Photo: Tom Williams/CQ-Roll Call, Inc via Getty Images

It took a congressional subpoena to get Steve Descano, the Commonwealth’s Attorney for Fairfax, Virginia, and a proud social justice warrior, into a hearing room. It took cameras and questioning under oath to get him to look Cheryl Minter in the eye and apologize for the death of her daughter, Stephanie, who was murdered by an illegal immigrant previously arrested multiple times on rape, robbery, and violent assault charges—nearly all of which Descano’s office had dropped.

Think about that for a moment. A mother buries her child. The Commonwealth’s Attorney whose charging decisions contributed to that tragedy offers no apology until Congress compels him to face her.
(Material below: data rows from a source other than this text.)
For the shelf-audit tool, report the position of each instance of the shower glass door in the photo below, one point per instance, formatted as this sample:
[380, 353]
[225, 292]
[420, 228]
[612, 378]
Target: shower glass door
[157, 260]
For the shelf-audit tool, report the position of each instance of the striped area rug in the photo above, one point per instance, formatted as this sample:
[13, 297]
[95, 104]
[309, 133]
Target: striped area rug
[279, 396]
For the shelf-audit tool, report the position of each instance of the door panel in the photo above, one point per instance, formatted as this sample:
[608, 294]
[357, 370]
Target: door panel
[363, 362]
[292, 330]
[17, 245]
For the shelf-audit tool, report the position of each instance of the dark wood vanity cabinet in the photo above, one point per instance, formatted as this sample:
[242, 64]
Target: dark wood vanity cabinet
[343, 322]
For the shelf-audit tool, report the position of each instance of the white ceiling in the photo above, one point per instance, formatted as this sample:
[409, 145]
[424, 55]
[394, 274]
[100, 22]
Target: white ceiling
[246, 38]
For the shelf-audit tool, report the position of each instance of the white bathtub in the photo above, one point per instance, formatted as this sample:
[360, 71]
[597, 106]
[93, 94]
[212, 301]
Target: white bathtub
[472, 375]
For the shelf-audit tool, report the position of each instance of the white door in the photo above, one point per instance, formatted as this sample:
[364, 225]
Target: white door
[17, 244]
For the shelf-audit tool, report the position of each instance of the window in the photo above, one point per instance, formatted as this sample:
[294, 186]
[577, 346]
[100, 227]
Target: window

That’s the bare minimum extracted under duress, and it tells you everything you need to know about the man and the office he ran.

Descano’s defenders want to frame his failures as a philosophical disagreement about immigration enforcement, but the truth is harder to dismiss. Descano spent years systematically undercharging violent criminals—regardless of their immigration status. He dropped a felony strangulation charge against a twice-deported alien and let the accused plead down to a misdemeanor. He reduced sexual battery charges against a man accused of crimes against a child under 13. He built a charging philosophy that treated serious offenses as bargaining chips to be discarded, not prosecuted.

The predictable result was a string of tragedies. Marvin Fernando Morales-Ortez should have been in ICE custody. Instead, Descano’s office and Fairfax County’s sanctuary infrastructure conspired to put him back on the street. One day later, he allegedly murdered a man in Reston. A Honduran national arrested on child sex crimes was released, rearrested on four additional counts against additional child victims, and released again before ICE finally tracked him down months later in Maryland.

Descano’s office maintained impressive-sounding statistics. Fairfax County is a safe community, his staff said. Of course, it looks safe on paper when you’re consistently pleading felonies down to misdemeanors and declining to prosecute serious charges. But creative bookkeeping is not public safety. Meantime, the actual danger—the actual person—walked free to harm someone else. The reality: violent crime is up 92 percent under Steve Descano’s criminal-first, victim-last policies.

Real safety is built on accountability. Descano built an appearance of safety by avoiding accountability at every turn.

Descano claims his policies build “community trust.” The reality is that the catch-and-release of violent criminals destroys communities. You don’t build trust by releasing violent criminals back into the neighborhoods where they commit violence. The immigrant families living in Fairfax County—the vast majority of whom are law-abiding, hardworking people—deserve to be protected from predators. They are not safer because Descano declined to prosecute, or because the Fairfax Adult Detention Center released 1,150 individuals despite active ICE detainers.

Cheryl Minter testifies at a House hearing on Fairfax County sanctuary policies in Washington on May 14, 2026.
Cheryl Minter (Photo: Tom Williams/CQ-Roll Call, Inc via Getty Images)

The real message Descano’s catch-and-release approach sent to the community was this: if you are victimized by someone we’ve decided not to prosecute fully, that’s the price of the policy. It’s a price that his office never had to pay—but the victims did.

Finally, the most serious matter to emerge from Descano’s testimony may not have generated the headlines it deserves—at least not yet. When asked directly whether immigration status influenced his charging decisions, Descano denied it. But his own website told a different story, explicitly saying that his office shall, wherever possible, make charging and plea decisions that “limit or avoid immigration consequences.”

This is not prosecutorial discretion; it is discrimination against American citizens in favor of those here illegally who commit additional crimes. This policy is confirmed by a detailed ACLU questionnaire that Descano answered, in which he explained precisely how his office would handle immigration-related matters—including, it appears, the extent to which immigration status would factor into prosecutorial decisions.

The Department of Justice is investigating this apparent equal-protection violation. If any current or former member of Descano’s staff—prosecutors, deputies, administrators who worked those cases—can demonstrate that immigration status influenced the office’s charging decisions, Descano will have a very serious problem with Congress, lying to which is a federal crime.

Cheryl Minter deserved an apology long before she had to sit in a congressional hearing room to receive one. She deserved accountability long before cameras arrived. She deserved a Commonwealth’s Attorney who took the dangers in his community seriously enough to prosecute them fully—not one who needed congressional intervention to acknowledge the human cost of his decisions.

The consequences of Steve Descano’s tenure—the dropped charges, the released criminals, the families left to grieve without explanation—will far outlast his time in the office. The lights are on now. They should have been on a lot sooner.